In late 2004, Scratch Track released an LP entitled Unreleased Sessions which included hit songs for the band like "Come One Come All" and "1972". In 2005, they showcased for the NACA Upper Midwest Regional Conference garnering them a fall tour of over 70 college campuses. However, a few weeks before going on tour, Will Gray parted ways with Scratch Track for personal reasons.

The two remaining band members, Jason and DJ, were left with 70 shows to play in a span of 90 days. Zeth McReynolds from Kansas City joined up with Scratch Track and helped them remain a trio for this tour. Around this time, Scratch Track's beatboxing and guitar were featured on the hit song from Trick Daddy, Sugar on My Tongue. After successfully completing the tour, they were invited to the 2006 NACA National Conference and were nominated for the 2006 “Brightest Rising Star” award in the Campus Activities Magazine.

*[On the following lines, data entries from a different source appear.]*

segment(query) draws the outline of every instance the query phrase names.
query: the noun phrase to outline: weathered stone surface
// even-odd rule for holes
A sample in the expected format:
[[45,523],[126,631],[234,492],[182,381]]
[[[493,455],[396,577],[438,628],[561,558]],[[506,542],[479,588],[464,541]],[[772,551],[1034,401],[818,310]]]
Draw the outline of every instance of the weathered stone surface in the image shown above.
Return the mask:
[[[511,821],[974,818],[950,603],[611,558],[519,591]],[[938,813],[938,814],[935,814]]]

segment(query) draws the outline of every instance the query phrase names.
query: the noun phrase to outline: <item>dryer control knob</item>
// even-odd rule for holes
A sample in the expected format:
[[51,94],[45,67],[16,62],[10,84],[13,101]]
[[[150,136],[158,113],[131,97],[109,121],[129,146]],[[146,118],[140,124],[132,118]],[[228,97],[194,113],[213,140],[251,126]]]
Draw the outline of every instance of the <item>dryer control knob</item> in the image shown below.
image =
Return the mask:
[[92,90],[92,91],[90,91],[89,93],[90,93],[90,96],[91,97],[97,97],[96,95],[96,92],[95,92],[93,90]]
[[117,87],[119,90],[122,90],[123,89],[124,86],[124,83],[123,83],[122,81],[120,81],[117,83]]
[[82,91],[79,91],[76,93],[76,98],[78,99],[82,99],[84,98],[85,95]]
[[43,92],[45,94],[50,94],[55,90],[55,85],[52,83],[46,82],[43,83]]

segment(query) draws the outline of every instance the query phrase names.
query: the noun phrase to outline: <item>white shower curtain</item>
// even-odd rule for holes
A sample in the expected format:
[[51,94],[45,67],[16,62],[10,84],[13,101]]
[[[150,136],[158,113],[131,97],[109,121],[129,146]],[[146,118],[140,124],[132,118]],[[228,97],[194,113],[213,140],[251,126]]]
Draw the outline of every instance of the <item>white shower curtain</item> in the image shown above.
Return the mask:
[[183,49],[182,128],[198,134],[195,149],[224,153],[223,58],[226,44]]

In 2006, they continued to tour college campuses as a trio with Brent Windler joining them for their spring tour. A tour which had Scratch Track headlining small venues and open as a special guest to the band O.A.R., which was inspired by their appearance on Sony PlayStation’s MLB 06: The Show for the song Hands Together. Scratch Track also had their song “Don’t Go” featured on the hit TV show CSI:NY episode “Oedipus Hex”. In late 2006, the band released an EP entitled "Interpretation of the Afterwards". This really showcased how Scratch Track has evolved into a truly original sound and solidified them as a dynamic duo consisting of Jason Hamlin and DJ Lee.

At the start of 2007, the band continued to tour colleges and In September 2007, Scratch Track headed to Europe to jam for the troops thanks to the Armed Forces Entertainment. Once back in the United States, Scratch Track went to work on their new album The Legend Of Wild Bill. The Legend of Wild Bill was released in March 2008 and showed a much more aggressive sound sonically for the band.